My library has about 2,500 volumes but I am not very strong in the pre-1930 titles. I think the thing that always pleases me when I do pick up an early title is how well most of them were written. I would tend to agree with George Plimpton's old "little ball" theory. the smaller the ball the better the literature.

I also think we are just now seeing the golden age of football books, each year the research and writing seems to be getting better.

Barry, I would love to know more about the library you mentioned. Does he have it displayed well? I think most card collectors would agree, until you find a could way to enjoy your cards they are not much fun. The same goes for books or any memorabilia, until you can display them for your own enjoyment they are not very exciting.

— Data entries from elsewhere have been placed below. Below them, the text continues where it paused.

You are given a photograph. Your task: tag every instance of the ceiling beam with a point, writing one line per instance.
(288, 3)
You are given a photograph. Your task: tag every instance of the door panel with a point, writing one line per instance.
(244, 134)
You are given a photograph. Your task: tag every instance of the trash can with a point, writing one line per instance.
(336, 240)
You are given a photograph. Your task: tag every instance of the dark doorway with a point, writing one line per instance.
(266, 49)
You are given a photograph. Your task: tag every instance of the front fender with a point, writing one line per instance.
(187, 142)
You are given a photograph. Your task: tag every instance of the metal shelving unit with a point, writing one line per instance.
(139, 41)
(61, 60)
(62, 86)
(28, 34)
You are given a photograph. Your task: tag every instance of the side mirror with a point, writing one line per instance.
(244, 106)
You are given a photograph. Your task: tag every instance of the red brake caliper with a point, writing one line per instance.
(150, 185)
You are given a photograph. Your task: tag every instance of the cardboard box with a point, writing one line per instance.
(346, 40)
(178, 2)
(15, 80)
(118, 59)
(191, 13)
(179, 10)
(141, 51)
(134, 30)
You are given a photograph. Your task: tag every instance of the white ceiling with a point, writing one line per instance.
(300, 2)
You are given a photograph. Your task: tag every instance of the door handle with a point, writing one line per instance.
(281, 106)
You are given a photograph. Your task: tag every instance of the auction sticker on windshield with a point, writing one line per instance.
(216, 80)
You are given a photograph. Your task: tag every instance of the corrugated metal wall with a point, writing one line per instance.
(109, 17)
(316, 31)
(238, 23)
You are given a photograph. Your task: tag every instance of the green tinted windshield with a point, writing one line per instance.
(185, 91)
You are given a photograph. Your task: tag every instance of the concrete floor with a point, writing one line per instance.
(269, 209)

The golf library I mentioned earlier is very well done. I am just running out of square footage and shelf space. My wife says I should box my run of guides (Spalding, Reach & TSN) but I enjoy picking them up to read quite often. Perhaps a larger house????

baseballart
11-25-2010, 03:29 PM
I think most card collectors would agree, until you find a could way to enjoy your cards they are not much fun. The same goes for books or any memorabilia, until you can display them for your own enjoyment they are not very exciting.



Mike

My problem seems to be that I am addicted to Globe Wernicke bookshelves

http://farm3.static.flickr.com/2147/2218377644_36223f5a90_o.jpg

barrysloate
11-25-2010, 04:53 PM
Mike- I kind of lost touch with the NJ collector even though we had been pretty close friends at one time. I know he has many nice barrister bookcases which house the better titles; and for the more modern ones, I believe he has them packed away. But I probably haven't seen his collection in about ten years. I know he has a Muffin book (I sold it to him), and a Chadwick book, and virtually every other vintage title, but like every collector he is missing some.

Hot Springs Bathers
11-25-2010, 07:30 PM
Max I was lucky to have a couple of 100 year old barrister bookcases handed down through the family, they are perfect and great protection for my better titles.

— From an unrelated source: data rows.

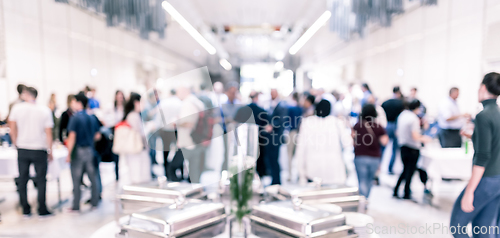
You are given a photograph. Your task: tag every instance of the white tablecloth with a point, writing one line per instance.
(448, 163)
(9, 168)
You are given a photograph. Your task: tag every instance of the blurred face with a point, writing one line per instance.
(413, 93)
(24, 96)
(307, 104)
(483, 93)
(274, 94)
(371, 100)
(454, 94)
(137, 106)
(75, 105)
(231, 93)
(182, 93)
(119, 98)
(417, 111)
(218, 87)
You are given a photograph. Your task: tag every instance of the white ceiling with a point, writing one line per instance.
(250, 46)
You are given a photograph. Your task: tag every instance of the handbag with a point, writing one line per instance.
(126, 140)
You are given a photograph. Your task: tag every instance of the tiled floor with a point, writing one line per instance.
(386, 211)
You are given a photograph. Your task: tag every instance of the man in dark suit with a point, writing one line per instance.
(261, 119)
(278, 111)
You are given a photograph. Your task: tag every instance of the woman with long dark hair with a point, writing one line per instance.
(320, 142)
(369, 137)
(137, 167)
(113, 117)
(480, 201)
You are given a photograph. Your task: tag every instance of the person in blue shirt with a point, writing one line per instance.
(92, 102)
(83, 131)
(261, 118)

The rest of my baseball books are in 7 ft. five shelve cases picked up and finished by me. I have over 1,500 football books stored in a dry warehouse. There is nothing worse than wanting to look through something at 9 at night and remembering it is stored several miles away!

Barry, I would love to see a nice coffee table collectors book just dedicated to baseball books, full color throughout. In the back several of the top collectors could be interviewed and their collections showcased. Perhaps someday!

Hot Springs Bathers
11-25-2010, 07:32 PM
By the way Max I have been straining my eyes trying to read those great titles in that beautiful case!

Jason19th
11-25-2010, 08:59 PM
I think that it is nearly impossible to have a great "baseball" library. The topic is simply too broad. You could have 20,000 volumes and 90% of it could be junk. I think that the quality of a collection is defined by its focus. By collecting one topic i.e 19th Century or World Series or in my case Negro leagues you are able to collect the type of non-traditional material that really makes a collection and collecting interesting. In the Negro League area I have been able to "discover" material like a short bio of Rube Foster in "The Negro in Chicago" (1921) or a brief Negro League History in WPA books like "The Cavalcade of the Negro" (1940), or an amazing essay on Jackie Robinson by Langston Hughes that I never would have noticed if I was simply looking for baseball books in the broad sense.

I would also argue that condition is less important for books. While cards are most memorabilia are objects of art, books are more important for the information that they contain. In many instances I think that the flaw such are library markers, margin notes or book plates add to the piece. I often look at my 1964 Knoxville Tennessee Library Copy of "Great Negro Athletes" and wonder how the book was viewed in that time in that place.

barrysloate
11-26-2010, 04:51 AM
A good baseball library needs a cut-off date, say pre-1970, or something like that. There are so many baseball books being written today it seems endless. It's great for scholarship, but nobody could collect them all.